London Tube gets covered-up versions of Schiele nudes after it deems the originals too racy

As the art world plans to celebrate the centenary of Austrian expressionist painter Egon Schiele's death, some of his nudes have been dubbed too racy to show in their full glory, not least in the London underground.

London Tube gets covered-up versions of Schiele nudes after it deems the originals too racy
Photo: Christian Lendl/Vienna Tourist Board/AFP
Austrian museums will next year host a series of exhibitions and events to mark the centenary of his passing but time has apparently not dimmed some of the prudish attitudes prevalent in his lifetime regarding his rawest works, Vienna Tourist Board director Norbert Kettner told AFP.
   
Two of his works — “Seated Male Nude (Self-Portrait),” from 1910, and his 1914 work “Girl With Orange Stockings,” appear with their genitals covered over after Transport for London found the uncensored originals beyond the pale.
 
Advertising hoardings in Germany have similarly covered the offending parts, even though the works were deliberately selected as “we wanted to raise a discussion and the theme of nudity seemed pertinent,” Kettner told AFP.
 
“The campaign was ready but when we came up with the first visuals we had several reactions of 'that won't do; regulations won't allow us to show genitalia,'” he explained after the London Tube and a German airport both complained.
 
“We had the green light for a very large format and, the day before they went up, agreement was withdrawn as an ethics committee felt (full nude versions) wouldn't be acceptable for an airport public” or patrons of London's underground trains.
 
The Viennese tourist office quickly revamped the pictures, covering up the offending organs and adding on the blotted out section the slogan, “SORRY, 100 years old but still too daring today.”
 
They have also added the hashtag #ToArtItsFreedom in London – a play on the “To every age its art.

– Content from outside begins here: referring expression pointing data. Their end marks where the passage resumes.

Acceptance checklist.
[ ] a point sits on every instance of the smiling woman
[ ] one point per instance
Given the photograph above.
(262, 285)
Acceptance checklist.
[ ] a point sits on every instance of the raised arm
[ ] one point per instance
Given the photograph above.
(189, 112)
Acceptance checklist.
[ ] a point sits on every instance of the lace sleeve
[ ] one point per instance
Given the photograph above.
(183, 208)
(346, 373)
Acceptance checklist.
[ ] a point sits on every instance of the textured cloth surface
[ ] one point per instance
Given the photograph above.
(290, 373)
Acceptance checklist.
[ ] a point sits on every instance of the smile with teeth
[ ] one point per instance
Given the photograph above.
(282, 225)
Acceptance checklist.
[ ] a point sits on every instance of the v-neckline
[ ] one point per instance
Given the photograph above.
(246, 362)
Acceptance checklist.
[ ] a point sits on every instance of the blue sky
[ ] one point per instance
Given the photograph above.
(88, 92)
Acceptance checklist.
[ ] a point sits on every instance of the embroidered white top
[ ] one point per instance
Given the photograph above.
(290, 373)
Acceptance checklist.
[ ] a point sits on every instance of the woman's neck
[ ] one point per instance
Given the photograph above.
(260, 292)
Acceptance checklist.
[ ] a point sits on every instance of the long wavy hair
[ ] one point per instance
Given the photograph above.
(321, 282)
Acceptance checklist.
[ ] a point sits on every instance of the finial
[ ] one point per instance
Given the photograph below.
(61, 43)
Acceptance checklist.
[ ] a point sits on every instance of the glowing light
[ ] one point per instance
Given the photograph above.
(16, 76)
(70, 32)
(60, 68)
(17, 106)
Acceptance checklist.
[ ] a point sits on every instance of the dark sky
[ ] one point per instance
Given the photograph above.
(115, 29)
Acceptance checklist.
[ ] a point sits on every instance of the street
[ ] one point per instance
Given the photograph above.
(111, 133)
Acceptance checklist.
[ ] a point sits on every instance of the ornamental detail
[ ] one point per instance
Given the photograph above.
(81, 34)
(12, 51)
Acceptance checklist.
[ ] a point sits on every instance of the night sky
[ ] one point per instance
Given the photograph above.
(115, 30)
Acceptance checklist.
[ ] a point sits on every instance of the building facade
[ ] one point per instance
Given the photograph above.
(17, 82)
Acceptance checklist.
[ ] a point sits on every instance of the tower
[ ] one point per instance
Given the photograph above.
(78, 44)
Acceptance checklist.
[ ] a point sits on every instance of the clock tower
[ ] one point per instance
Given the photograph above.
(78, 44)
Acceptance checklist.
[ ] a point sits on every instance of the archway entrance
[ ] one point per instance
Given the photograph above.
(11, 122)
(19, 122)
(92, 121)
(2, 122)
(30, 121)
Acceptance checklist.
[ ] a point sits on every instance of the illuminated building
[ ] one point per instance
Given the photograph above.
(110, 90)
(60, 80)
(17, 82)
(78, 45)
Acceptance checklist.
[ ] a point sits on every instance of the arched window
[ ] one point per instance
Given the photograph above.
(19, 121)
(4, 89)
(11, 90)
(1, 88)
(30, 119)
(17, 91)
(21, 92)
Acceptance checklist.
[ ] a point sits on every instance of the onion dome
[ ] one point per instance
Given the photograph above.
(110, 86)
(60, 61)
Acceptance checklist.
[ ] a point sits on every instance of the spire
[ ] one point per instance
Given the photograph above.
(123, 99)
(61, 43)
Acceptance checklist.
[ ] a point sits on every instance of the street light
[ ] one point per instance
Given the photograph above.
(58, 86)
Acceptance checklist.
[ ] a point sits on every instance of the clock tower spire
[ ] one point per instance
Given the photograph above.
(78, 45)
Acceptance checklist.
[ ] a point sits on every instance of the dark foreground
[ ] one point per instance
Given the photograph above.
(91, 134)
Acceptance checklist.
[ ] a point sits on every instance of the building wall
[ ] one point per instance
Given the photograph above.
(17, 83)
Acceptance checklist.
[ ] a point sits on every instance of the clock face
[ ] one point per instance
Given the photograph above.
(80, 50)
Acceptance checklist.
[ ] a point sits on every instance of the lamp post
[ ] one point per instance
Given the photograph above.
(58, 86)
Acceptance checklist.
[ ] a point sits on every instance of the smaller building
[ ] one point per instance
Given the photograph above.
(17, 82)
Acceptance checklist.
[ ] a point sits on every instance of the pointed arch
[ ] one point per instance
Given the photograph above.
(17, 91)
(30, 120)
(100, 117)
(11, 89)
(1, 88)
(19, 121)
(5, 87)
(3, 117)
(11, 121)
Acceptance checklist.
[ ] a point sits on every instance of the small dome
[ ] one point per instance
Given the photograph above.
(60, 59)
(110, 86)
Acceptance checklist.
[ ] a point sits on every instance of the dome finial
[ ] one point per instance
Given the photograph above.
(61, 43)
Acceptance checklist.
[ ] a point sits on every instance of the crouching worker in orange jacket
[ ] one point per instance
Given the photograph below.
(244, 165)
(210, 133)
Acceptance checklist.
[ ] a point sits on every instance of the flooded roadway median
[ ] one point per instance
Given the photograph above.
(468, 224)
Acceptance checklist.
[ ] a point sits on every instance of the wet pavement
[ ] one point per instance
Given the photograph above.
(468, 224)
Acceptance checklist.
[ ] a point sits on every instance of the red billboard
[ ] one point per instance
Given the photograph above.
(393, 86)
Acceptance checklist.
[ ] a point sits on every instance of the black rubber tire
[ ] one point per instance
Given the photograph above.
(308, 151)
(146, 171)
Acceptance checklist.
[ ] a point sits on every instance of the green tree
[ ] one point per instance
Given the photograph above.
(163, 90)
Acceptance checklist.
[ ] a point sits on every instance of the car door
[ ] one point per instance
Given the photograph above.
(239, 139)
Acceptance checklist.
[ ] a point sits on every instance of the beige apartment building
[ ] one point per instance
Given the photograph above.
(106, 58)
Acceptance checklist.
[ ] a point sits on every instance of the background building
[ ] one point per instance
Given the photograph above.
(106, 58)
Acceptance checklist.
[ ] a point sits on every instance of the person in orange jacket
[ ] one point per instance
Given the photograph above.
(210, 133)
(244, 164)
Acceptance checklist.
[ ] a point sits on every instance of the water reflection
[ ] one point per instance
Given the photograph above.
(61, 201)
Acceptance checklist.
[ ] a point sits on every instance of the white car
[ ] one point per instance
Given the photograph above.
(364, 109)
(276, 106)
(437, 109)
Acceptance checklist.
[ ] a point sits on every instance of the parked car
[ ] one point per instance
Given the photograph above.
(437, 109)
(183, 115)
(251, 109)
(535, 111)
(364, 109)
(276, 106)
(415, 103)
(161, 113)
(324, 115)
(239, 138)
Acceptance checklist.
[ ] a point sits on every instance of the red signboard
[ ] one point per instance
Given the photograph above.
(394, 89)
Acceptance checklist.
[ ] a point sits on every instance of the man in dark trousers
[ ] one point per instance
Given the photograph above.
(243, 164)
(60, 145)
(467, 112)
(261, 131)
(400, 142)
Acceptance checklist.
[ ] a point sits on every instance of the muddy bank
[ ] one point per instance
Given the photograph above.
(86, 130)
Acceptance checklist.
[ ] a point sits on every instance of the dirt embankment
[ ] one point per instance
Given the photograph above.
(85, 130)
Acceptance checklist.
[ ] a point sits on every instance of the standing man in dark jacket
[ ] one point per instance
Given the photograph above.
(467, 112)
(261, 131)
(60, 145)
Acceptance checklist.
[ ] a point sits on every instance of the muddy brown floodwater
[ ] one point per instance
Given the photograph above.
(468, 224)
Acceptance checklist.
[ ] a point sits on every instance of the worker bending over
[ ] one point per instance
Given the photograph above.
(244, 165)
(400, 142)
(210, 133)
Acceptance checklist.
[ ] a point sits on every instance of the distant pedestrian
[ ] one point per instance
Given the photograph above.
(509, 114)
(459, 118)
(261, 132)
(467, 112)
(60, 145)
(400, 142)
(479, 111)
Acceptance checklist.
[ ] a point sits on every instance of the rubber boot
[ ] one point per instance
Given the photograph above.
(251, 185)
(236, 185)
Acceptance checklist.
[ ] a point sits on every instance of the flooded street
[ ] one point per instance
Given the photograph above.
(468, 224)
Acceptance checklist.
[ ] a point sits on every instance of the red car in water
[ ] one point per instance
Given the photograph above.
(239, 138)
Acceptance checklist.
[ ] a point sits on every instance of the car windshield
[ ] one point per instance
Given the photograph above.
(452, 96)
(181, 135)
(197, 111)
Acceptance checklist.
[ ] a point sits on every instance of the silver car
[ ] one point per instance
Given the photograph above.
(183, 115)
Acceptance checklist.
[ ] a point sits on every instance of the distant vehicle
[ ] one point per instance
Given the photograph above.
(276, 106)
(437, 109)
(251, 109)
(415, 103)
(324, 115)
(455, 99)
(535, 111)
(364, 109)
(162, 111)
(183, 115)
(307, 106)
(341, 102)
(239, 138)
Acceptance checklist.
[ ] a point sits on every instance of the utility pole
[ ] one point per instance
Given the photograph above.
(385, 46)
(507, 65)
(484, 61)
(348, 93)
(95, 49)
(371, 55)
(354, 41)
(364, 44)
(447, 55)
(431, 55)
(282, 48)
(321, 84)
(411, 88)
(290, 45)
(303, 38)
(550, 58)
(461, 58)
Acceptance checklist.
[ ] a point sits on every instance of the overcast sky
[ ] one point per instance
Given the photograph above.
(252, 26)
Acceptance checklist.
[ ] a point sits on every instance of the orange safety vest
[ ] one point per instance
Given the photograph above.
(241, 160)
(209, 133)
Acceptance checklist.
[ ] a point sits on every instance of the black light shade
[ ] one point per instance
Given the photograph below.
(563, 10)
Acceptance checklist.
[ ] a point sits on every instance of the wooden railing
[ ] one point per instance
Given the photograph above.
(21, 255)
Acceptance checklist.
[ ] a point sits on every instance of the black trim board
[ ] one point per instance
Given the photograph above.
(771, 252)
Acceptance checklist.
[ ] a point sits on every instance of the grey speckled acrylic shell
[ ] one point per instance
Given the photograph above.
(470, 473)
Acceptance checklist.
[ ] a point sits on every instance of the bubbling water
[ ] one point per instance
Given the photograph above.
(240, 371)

To every art its freedom” inscribed on the entrance of the Vienna Secession building housing the union of Austrian artists movement.
 
Kettner revealed that a Viennese display did not share the artistic-sexual qualms of the British or the Germans and had approved a “non-censored” version.
 
The prolific Schiele, born in 1890 and who died of Spanish flu aged 28, was not always popular in his homeland where some, notably in conservative circles, took a dim view of his vision of tortured eroticism.
 
Nonetheless, a retrospective of his work will see a number of exhibitions highlight his talents as well as those of his first mentor and Secession co-founder Gustav Klimt.